I motori dello sviluppo non sono ripartiti e la deregulation potrebbe favorire nuovi incidenti
FEDERICO RAMPINI
DIECI anni fa si accendevano segnali di allarme per il crac dei mutui subprime: l’inizio della Grande Crisi. È una storia dalla quale non siamo veramente usciti. Le cause profonde di quell’evento non sono state curate. Un altro shock, magari innescato da un detonatore diverso, non si può affatto escludere.
La finanza domina il mondo più che mai, anche grazie ad un’alleanza di ferro con i giganti delle tecnologie digitali. Inoltre la Grande Crisi ci ha lasciato in eredità una svolta politica inaudita. Donald Trump non sarebbe alla Casa Bianca, se quella maxi-recessione non avesse generato disastri economici, sofferenza sociale, un profondo senso di ingiustizia mescolato a risentimento, che il populismo di destra ha cavalcato con efficacia.
L’antefatto? La crescita americana era già segnata dalle diseguaglianze sociali (una patologia in peggioramento costante da 30 anni); classe operaia e ceto medio faticavano a mantenere il tenore di vita. Il sistema bancario “curò” quegli squilibri a modo suo: speculandoci sopra. Wall Street facilitò l’accesso alla casa in modo scriteriato. Mutui ad alto rischio venivano concessi a debitori in situazioni precarie, che al primo shock congiunturale sarebbero diventati insolventi. I banchieri si disinteressavano degli enormi rischi accumulati, spalmandoli sul mercato, nascondendoli dentro complicati titoli strutturati. Sullo sfondo, altri macro-squilibri: l’eccesso di risparmio in paesi esportatori come Cina e Germania, protagonisti di un vasto “riciclaggio” dei surplus commerciali. Episodi di iperinflazione delle materie prime. In un clima torbido, con controlli inadeguati e conflitti d’interessi a gogò, arrivò il Dies Irae: prima il crac di alcuni fondi immobiliari Bnp (9 agosto 2007), qualche mese dopo l’insolvenza di Bear Stearns, un anno dopo il crac di Lehman. Una spirale di panico, seguita dal contagio all’economia reale in tutto l’Occidente. Si salvò solo la Cina, irrobustendo il dirigismo di Stato.
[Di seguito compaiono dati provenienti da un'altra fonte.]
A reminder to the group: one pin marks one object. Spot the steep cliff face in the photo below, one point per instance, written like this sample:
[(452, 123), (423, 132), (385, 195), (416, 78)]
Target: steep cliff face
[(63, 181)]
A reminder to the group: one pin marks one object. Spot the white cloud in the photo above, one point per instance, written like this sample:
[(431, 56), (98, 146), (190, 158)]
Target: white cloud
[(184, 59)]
Dieci anni dopo, il paesaggio sembra irriconoscibile. L’economia americana è nell’ottavo anno di crescita consecutiva, il pieno impiego è vicino. Eppure l’8 novembre ha prevalso la narrazione trumpiana su un paese allo sfascio. Il candidato più catastrofista della storia ha conquistato i voti dei metalmeccanici, i cui posti di lavoro erano stati salvati da Barack Obama. Una volta al potere, Trump ha riempito la sua Casa Bianca di uomini (e una donna) della Goldman Sachs. E sta lavorando per smantellare i controlli su Wall Street introdotti dal suo predecessore, la legge Dodd-Frank. Le banche si riconquistano un pezzo alla volta la libertà di far danno. Non che fossero veramente rinsavite negli ultimi anni. Malgrado le multe miliardarie la propensione della finanza a delinquere non è diminuita: alcuni degli scandali più gravi (come la manipolazione del Libor di Londra) sono avvenuti diversi anni dopo il 2007. Dalla Deutsche Bank alla Popolare di Vicenza e Banca Etruria, l’Europa non si è dimostrata migliore. Certo alcune falle del sistema sono state tappate, i requisiti di capitalizzazione (leggi: solidità) delle banche sono più severi.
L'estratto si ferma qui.